By A. Finn Moss, Beacon Mundane Events Reporter
A dozing member of the Bass Lake Town Council was jolted from his slumber Monday when Bass Lake Police Authority Chief Gwen “Tug” McNabb accidentally on purpose discharged his stun gun during a wager-driven demonstration.
The weapon is the newest member of Chief McNabb’s community policing arsenal.
Minor injuries were reported, though none were deemed severe enough to get upset about.
The stunning occurred minutes into the meeting immediately following the beginning of the first intermission.
“I was just catching a few winks during the break when all of a sudden I get zapped by something,” said council member Enos Felger. “Hell, reminded me of the time I wired my garage.”
The demonstration of the stun gun, also known as a “stun stick” or “stun weapon” or “stun device” or “immediate proximity self-defense device” was not on the meeting agenda. Apparently Chief McNabb thought the impromptu display would be humorous.
“Old Enos always sleeps through everything,” McNabb said. “I thought it would be funny.”
McNabb walked up behind the cat-napping councilman, placed the device on the councilman’s neck and pulled the trigger.
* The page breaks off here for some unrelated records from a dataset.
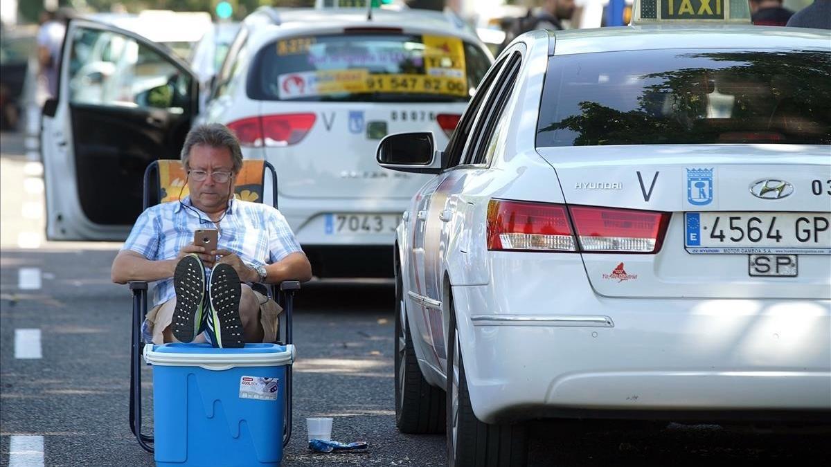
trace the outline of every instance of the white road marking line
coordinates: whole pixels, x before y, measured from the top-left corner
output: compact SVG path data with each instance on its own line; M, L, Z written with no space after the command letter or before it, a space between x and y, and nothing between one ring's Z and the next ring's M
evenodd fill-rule
M37 248L41 246L41 234L37 232L17 234L17 246L22 248Z
M21 205L23 217L26 219L41 219L43 217L43 204L40 201L26 201Z
M27 162L26 165L23 165L23 173L30 177L40 177L43 175L43 164Z
M27 177L23 180L23 189L29 194L40 194L43 193L43 179Z
M40 329L14 330L14 357L27 360L43 358Z
M17 270L17 287L21 290L37 290L41 283L40 268L21 268Z
M12 435L8 441L8 467L43 467L43 436Z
Councilman Felger jerked and spasmed in his chair before toppling to the floor.
Other council members were equally shocked.
“I didn’t think the chief would do it,” said councilwoman Betty Crocker (no relation). “I guess I owe him a pie.”
To mitigate concerns voiced by council and audience members in attendance, Chief McNabb then turned the weapon on himself and discharged it. Some sort of electro-glue effect took over and McNabb was unable to release the stun gun even after he collapsed. McNabb suffered minor burning to his forehead.
The meeting resumed without further disruption.